GKE cluster architecture

Autopilot Standard

This page describes the architecture of the Google Kubernetes Engine (GKE) clusters that run your containerized workloads. Use this page to learn about the control plane, nodes, and how the various GKE cluster components interact with each other.

This page is for Admins, Architects, and Operators who define IT solutions and system architecture. To learn more about common roles and example tasks that we reference in Google Cloud content, see Common GKE user roles and tasks.

Before reading this page, ensure that you're familiar with the Kubernetes cluster architecture.

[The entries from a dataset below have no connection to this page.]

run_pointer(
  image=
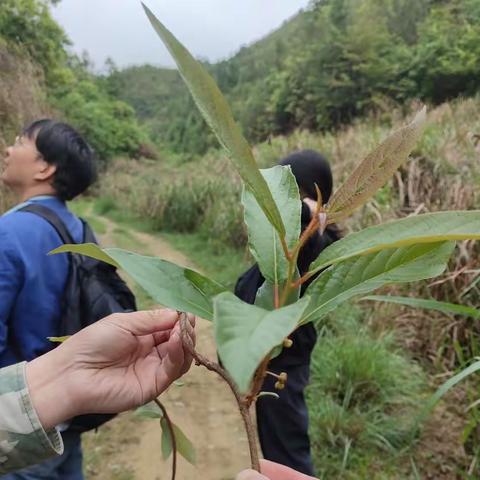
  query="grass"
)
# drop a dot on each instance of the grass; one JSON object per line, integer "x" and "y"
{"x": 224, "y": 265}
{"x": 362, "y": 396}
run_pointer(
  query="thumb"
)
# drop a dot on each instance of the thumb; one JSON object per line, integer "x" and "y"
{"x": 250, "y": 475}
{"x": 276, "y": 471}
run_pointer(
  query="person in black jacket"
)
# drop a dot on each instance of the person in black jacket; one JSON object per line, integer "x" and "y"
{"x": 283, "y": 423}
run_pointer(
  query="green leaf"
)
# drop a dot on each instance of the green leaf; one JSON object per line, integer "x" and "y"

A GKE cluster consists of a control plane and worker machines called nodes. The control plane and nodes make up the Kubernetes cluster orchestration system. GKE Autopilot manages the entire underlying infrastructure of clusters, including the control plane, nodes, and all system components.

If you use GKE Standard mode, GKE manages the control plane and system components, and you manage the nodes.

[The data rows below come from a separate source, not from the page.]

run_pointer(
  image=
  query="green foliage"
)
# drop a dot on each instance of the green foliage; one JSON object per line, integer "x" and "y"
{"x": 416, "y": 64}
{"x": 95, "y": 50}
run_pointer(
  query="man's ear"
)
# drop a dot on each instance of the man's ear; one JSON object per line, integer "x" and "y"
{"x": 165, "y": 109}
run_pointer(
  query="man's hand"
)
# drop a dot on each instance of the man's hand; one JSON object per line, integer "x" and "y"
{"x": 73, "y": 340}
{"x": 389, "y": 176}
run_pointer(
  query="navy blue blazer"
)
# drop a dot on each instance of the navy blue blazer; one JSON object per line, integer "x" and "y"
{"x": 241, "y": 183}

The following diagram shows the architecture of a GKE cluster:

This diagram shows the following components:

Control plane: managed by GKE. Runs the Kubernetes API server, workload controllers, Kubernetes scheduler, and cluster state storage.
Nodes: managed by GKE in Autopilot mode, and managed by customers in Standard mode. All of your Pods run in nodes.
Other Google Cloud services: available to integrate with GKE.

About the control plane

The control plane runs processes such as the Kubernetes API server, scheduler, and core resource controllers. GKE manages the control plane lifecycle from cluster creation to deletion. This includes upgrades to the Kubernetes version running on the control plane, which GKE performs automatically, or manually at your request if you prefer to upgrade earlier than the automatic schedule.

Control plane and the Kubernetes API

The control plane is the unified endpoint for your cluster. You interact with the control plane through Kubernetes API calls. The control plane runs the Kubernetes API server process (kube-apiserver) to handle API requests. You can make Kubernetes API calls in the following ways:

Direct calls: HTTP/gRPC
Indirect calls: Kubernetes command-line clients such as kubectl, or the Google Cloud console.

The API server process is the hub for all communication for the cluster. All internal cluster components such as nodes, system processes, and application controllers act as clients of the API server.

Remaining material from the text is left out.